Waktu itu tapak jembatan tersebut direncanakan di lokasi yang siapa pun tidak mengira: Mojo. Luasnya 10.000 hektare. Wujudnya masih hutan karet. Mudah membebaskannya.
Lokasi tapak itu masih sekitar 10 Km dari pantai –jauh di selatan Merak.
Begitu jauh?
Tentu. Tinggi jembatan itu bisa 100 meter. Naiknya tidak boleh tajam. Ancang-ancangnya sejak 10 Km sebelumnya.
Demikian juga di sisi Lampung –yang mencari lahan 10.000 hektare tidak sulit di sana.
Lokasi Mojo itu kini sudah bukan kebun lagi. Para pemburu tanah sudah mulai menguasainya: termasuk yang terkait dengan kasus Jiwasraya.
Kalau pun akan ada jembatan Selat Sunda, sudah pasti pula bukan Tomy Winata investornya. Tomy sudah memasukkan semua perencanaan itu ke museum pribadi di otaknya.
Di atas kapal itu saya pun segera melupakan Tomy. Saya menyendiri di ruang VIP. Hanya ada kami bertiga di situ: saya belum menulis naskah untuk Disway edisi esok hari. Juga belum memilih komentar pilihan.
Senja itu saya bisa istirahat sambil menulis.

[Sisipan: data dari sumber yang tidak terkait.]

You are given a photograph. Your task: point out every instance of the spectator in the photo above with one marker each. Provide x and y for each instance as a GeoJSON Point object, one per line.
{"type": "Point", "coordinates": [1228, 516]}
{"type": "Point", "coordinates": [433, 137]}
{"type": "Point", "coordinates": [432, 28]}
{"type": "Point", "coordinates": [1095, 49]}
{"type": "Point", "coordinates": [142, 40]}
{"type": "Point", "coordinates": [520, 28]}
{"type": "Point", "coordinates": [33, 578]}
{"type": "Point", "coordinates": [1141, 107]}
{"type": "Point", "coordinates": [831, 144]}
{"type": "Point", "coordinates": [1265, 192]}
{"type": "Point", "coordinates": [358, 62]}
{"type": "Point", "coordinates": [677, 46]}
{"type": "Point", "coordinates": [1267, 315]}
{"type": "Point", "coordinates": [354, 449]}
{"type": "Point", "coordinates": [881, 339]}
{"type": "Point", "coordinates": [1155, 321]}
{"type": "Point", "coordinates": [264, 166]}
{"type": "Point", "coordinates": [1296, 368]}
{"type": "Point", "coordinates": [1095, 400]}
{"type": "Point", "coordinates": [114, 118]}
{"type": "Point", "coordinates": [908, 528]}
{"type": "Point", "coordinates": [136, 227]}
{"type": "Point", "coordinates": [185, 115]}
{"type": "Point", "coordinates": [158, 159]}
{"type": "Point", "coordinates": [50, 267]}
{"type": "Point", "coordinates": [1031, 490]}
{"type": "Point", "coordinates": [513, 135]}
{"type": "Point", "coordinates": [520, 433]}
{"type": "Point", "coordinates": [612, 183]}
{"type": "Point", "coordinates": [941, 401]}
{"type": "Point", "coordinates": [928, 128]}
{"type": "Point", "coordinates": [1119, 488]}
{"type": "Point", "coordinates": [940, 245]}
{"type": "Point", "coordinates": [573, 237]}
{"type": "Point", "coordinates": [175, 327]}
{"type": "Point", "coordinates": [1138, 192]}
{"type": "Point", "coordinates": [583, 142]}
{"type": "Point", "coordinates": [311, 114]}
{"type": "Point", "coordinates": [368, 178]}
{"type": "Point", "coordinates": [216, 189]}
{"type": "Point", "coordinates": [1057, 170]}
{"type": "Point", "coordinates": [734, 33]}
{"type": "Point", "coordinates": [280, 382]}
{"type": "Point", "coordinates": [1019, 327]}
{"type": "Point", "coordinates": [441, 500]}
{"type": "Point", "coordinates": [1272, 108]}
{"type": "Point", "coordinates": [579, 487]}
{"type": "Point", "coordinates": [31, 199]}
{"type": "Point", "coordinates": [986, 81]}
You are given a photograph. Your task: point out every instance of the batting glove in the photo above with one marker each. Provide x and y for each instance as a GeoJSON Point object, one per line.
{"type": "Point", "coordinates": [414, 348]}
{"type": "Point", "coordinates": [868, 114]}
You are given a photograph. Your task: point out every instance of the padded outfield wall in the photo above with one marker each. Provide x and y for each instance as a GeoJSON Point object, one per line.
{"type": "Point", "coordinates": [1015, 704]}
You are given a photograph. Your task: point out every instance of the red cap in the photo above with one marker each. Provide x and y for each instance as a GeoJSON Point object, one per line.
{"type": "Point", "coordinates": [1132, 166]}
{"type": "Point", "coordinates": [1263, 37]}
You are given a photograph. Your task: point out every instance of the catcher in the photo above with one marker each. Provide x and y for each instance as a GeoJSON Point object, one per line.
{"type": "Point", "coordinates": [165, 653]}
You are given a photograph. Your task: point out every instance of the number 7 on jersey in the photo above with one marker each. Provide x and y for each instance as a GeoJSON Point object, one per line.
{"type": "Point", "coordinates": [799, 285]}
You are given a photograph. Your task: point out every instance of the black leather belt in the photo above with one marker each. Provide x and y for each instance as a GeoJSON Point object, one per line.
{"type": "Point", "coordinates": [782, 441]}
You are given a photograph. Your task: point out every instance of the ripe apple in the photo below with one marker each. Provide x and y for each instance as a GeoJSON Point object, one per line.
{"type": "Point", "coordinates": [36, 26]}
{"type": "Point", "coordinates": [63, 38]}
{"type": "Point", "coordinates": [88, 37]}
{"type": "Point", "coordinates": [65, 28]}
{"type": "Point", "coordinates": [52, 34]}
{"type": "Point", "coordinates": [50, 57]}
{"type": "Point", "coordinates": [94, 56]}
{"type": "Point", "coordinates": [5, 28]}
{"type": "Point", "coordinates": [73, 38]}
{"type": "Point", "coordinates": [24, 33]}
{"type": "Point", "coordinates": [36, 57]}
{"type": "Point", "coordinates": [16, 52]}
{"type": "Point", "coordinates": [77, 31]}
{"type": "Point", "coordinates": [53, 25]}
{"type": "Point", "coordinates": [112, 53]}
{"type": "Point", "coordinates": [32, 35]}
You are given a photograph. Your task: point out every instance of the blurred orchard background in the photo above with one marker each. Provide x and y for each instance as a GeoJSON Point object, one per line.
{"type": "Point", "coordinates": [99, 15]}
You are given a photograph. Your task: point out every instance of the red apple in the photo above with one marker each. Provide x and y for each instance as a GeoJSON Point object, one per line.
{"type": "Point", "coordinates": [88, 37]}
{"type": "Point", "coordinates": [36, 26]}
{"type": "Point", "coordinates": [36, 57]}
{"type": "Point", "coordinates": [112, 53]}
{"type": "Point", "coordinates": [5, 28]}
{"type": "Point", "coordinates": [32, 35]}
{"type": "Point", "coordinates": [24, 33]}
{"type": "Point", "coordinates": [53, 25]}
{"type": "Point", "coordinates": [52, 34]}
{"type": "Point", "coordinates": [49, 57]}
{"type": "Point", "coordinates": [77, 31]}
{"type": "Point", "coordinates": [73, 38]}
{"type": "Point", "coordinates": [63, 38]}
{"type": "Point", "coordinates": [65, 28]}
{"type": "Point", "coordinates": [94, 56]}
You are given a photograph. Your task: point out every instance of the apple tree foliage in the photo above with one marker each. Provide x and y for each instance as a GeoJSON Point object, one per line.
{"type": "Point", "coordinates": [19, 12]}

Tak terasa di luar sudah gelap. Sebelum menulis saya ingin sekali mengirim WA ke dirut ASDP yang hebat itu: Mbak Ira. Bukan untuk memujinyi. Hanya untuk curhat: colokan HP di ruang itu jadul sekali. Padahal, di zaman ini, colokan HP lebih penting dari pantun terbaik Aryo sekali pun.
Saya batalkan rencana itu. Terlalu sepele soal colokan untuk diketahui seorang dirut. Saya juga tidak mau dinilai menjadi penumpang yang cerewet.